O irmão, João Fernando, foi adotado um ano depois por um casal. Gostaram dele desde o primeiro dia em estiveram no orfanato. Ele já estava com 10 anos, mas era cativante, com seu sorriso de dentes brancos e perfeitos. As crianças sentiram imensa falta de João, pois era ele quem contava as estórias na hora de dormir, cantava cantigas de ninar, e rezava o pai nosso em voz alta para que todos aprendessem.

Ele não queria ir, não queria deixar o orfanato, mas aceitou, daria seu lugar para outra criança, porém prometeu voltar para buscar a irmã, que esperou muitos anos até compreender que não seria fácil como pensaram. Ele se foi e nunca mais deu notícias.
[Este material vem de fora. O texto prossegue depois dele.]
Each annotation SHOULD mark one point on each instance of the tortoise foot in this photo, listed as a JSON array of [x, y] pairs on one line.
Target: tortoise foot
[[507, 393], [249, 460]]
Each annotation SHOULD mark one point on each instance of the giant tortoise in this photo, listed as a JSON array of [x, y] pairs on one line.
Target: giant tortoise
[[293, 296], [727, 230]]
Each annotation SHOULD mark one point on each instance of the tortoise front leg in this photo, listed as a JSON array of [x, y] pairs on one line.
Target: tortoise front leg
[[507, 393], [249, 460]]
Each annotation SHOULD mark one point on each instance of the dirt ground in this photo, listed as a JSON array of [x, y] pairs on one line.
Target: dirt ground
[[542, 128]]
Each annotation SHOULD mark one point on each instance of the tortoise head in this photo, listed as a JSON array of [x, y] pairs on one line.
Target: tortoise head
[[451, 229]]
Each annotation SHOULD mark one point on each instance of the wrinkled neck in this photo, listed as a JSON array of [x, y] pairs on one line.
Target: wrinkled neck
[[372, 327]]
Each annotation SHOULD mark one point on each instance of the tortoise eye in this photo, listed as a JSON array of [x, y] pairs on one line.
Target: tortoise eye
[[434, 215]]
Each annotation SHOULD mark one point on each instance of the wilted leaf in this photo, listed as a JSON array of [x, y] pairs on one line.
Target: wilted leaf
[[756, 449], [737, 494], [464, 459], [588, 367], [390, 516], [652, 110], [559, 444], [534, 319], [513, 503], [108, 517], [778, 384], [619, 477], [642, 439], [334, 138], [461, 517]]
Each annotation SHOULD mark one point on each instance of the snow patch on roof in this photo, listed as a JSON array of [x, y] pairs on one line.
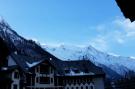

As freiras perderam contato com a família logo em seguida, talvez não quisessem ser localizados.

Clara secou as lágrimas e seguiu rumo ao ponto de ônibus. Meia hora depois descia no ponto final, já sabia onde era a casa, mas suas pernas não queriam sair do lugar, teria que andar mais um pouco. Já passava das 10 da noite, de repente ela sentiu um medo terrível, a rua estava escura, apenas nas janelas das casas tinha luz, soavam músicas de natal aqui e ali, risos abafados, conversas cortadas.

Dobrou a esquina, no final da rua era a casa de D. Catarina, podia ver a fachada iluminada, as luzes piscavam colorindo a parede, sentiu vontade de dar meia volta e sair correndo, mas não podia voltar para o orfanato, não podia mais morar lá, respirou fundo, pediu a ajuda da mãe, seguiu em frente, avistou pessoas, ouviu risos.

Estavam festejando o natal na casa, com certeza eram os familiares da dona. Como era esperada, logo foi vista, a senhora veio ao seu encontro.

— Você demorou! Pensei que havia se perdido, tomado o ônibus errado, disse a mulher.

— Não, é que me demorei na despedida, a senhora sabe... foi muito duro... e começou a chorar.

— Acalme-se, venha. Foram até a cozinha. 

— Tome um golinho de vinho, é doce, vai te fazer bem. Veja, você está tremendo.

Ela bebeu o vinho e mais calma, tentando formar um sorriso disse:

— Estou bem, vamos pra sala, quero conhecer o pessoal.

D. Catarina apresentou Clara aos seus amigos e parentes e no final disse:

— Tenho uma surpresa pra você, sente-se.

De repente ela viu surgir por detrás das outras pessoas, um sorriso de dentes brancos e perfeitos.

— João Fernando... falou baixinho escondendo o rosto entre as mãos.

Ele veio devagar, pegou-a pelas mãos, levantou-a , abraçou lentamente, deixaram a emoção falar. Depois de alguns minutos ele disse:

— Sabe, se eu te encontrasse em algum lugar, não te reconheceria, Clarinha, como você está linda, era capaz de me apaixonar...

Todos riram se descontraindo, ela riu e se abraçaram mais uma vez e choraram. Dona Catarina interveio.

— Vamos jantar minha gente, porque à meia noite eu quero assistir a missa do galo, mas de barriga cheia. E deram início a ceia.

Naquela noite, quando todos se recolheram, sozinhos na sala, eles se deixaram ficar, até amanhecer.

Ele era advogado, era rico, e estava feliz e agradecido por tê-la encontrado. Seus pais adotivos tinham falecido num acidente há pouco tempo, ainda com vida no hospital, a mãe revelou onde encontrar a irmã. Ele procurou e sem demora encontrou-a, mas combinaram fazer surpresa, visto que ela ia sair em breve e assim foi.

— Muitas vezes fui ao orfanato te ver dormir, quando você saia eu ia contar histórias para as crianças. Esse encontro foi mais que esperado, minha querida.

— Então você é o misterioso tio João? Que nunca consegui encontrar por lá? Só ouvia falar? Como pôde fazer isso comigo? — riram abraçados.

Muitos natais ainda viriam e muito ainda tinham para fazer.